Das entsprechende Gesetz wurde 2014 im israelischen Parlament verabschiedet. Bereits 2010 hatte die Knesset den Beschluss gefasst, dass keine israelische Regierung ein Friedensabkommen unterzeichnen darf, das nicht auch die Frage der Entschädigung der jüdischen Flüchtlinge aus den arabischen Ländern und aus dem Iran regelt.
Jede Diskussion über den Konflikt Israels mit seinen arabischen Nachbarn dreht sich naturgemäss um die etwa 750 000 Palästinenser, die infolge des Krieges von 1948 geflohen sind oder vertrieben wurden. Fast nie zur Sprache kommt allerdings die Flucht und Vertreibung nahezu aller Juden aus der arabischen Welt.

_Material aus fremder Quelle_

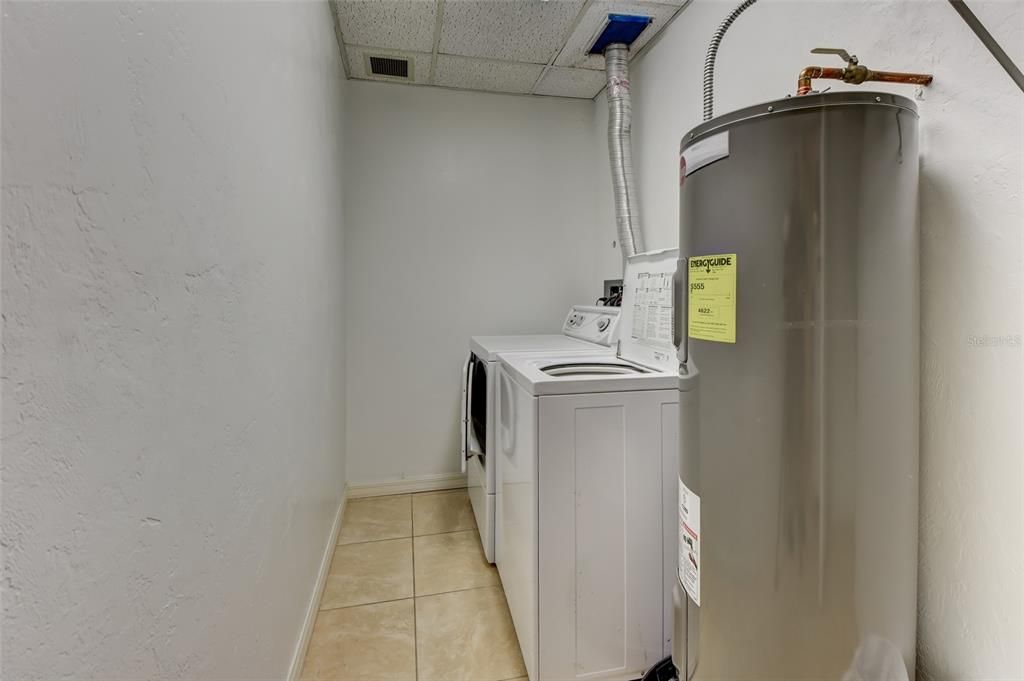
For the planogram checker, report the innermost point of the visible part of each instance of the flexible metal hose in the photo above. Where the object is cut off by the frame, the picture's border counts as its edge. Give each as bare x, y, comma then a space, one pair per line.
621, 150
709, 98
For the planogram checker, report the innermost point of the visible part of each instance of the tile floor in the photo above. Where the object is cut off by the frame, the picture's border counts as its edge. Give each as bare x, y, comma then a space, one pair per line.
410, 596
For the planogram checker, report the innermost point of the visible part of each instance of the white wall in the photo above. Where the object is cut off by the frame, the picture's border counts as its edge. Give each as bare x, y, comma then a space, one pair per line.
972, 128
465, 215
173, 367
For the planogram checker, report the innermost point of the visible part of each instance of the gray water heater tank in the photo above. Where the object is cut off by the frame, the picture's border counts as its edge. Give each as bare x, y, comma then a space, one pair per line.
799, 239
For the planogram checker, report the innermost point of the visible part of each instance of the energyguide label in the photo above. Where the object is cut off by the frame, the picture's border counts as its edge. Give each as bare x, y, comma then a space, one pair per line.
712, 304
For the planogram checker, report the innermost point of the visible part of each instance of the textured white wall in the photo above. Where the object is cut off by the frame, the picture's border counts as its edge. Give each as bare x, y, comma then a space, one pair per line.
465, 214
173, 365
972, 219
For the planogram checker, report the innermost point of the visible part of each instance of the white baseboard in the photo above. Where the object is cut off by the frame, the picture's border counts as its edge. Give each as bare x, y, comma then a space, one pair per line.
408, 485
307, 626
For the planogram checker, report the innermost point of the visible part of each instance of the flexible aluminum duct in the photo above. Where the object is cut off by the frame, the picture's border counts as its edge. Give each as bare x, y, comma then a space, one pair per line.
621, 150
709, 98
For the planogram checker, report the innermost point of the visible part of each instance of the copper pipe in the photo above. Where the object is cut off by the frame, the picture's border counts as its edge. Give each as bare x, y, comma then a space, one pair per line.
804, 81
856, 75
897, 77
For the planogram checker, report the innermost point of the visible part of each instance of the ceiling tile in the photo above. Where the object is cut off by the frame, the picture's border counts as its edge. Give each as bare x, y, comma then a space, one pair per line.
570, 82
510, 30
357, 64
482, 75
407, 25
574, 53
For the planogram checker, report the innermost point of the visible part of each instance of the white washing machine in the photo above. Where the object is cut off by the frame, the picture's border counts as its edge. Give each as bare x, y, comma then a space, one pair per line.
587, 329
586, 511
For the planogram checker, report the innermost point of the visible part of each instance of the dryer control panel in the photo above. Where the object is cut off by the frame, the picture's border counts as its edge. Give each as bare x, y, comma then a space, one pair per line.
593, 323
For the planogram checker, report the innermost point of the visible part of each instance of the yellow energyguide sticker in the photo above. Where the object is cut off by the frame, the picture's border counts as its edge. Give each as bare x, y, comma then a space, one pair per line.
712, 308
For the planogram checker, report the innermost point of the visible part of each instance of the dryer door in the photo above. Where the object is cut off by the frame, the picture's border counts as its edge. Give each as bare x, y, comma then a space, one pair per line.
477, 410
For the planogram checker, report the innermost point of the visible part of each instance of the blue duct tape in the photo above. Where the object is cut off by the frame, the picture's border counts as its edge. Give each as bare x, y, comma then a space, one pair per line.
620, 29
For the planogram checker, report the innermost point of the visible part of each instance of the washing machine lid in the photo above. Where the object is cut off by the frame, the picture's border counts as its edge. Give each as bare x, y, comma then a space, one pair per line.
645, 327
488, 347
578, 373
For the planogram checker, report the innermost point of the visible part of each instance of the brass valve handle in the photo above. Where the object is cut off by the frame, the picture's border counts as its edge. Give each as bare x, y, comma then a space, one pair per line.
854, 73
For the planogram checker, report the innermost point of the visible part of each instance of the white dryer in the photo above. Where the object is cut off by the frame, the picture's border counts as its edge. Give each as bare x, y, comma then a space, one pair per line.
586, 493
587, 330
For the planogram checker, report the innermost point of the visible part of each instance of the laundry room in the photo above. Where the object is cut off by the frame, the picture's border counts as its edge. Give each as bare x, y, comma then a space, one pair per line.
358, 340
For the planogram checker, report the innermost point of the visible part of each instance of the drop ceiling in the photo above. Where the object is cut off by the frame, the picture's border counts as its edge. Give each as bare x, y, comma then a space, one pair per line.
519, 46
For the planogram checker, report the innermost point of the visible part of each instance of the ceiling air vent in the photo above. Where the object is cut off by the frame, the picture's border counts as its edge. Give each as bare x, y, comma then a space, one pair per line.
389, 67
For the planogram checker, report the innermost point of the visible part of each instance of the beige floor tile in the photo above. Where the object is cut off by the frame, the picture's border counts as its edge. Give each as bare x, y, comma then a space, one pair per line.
365, 643
369, 573
450, 562
442, 512
376, 518
466, 636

Wer, außer ein paar Spezialisten, weiß schon etwas über die Pogrome im marokkanischen Oujda und Jérada von 1948? Georges Bensoussan berichtet in seiner 2019 auf Deutsch erschienener Studie „Die Juden der arabischen Welt“ darüber. Oder über den Farhud in Bagdad, jenes Pogrom von 1941, das den Auftakt für das Ende der über zweieinhalbtausend Jahre alten jüdischen Gemeinde im Irak bildete? Wem ist heute bewusst, dass Ende der 1930er Jahre über 30 Prozent der Bevölkerung der irakischen Hauptstadt jüdisch waren, ein ähnlich großer Anteil wie zur selben Zeit in Warschau oder in New York?“ Wer hat schon davon gehört, dass sich die deutsche, die schweizerische, die kanadische und die niederländische Botschaft in Kairo in Häusern befinden, die früher im Besitz wohlhabender jüdischer Familien waren?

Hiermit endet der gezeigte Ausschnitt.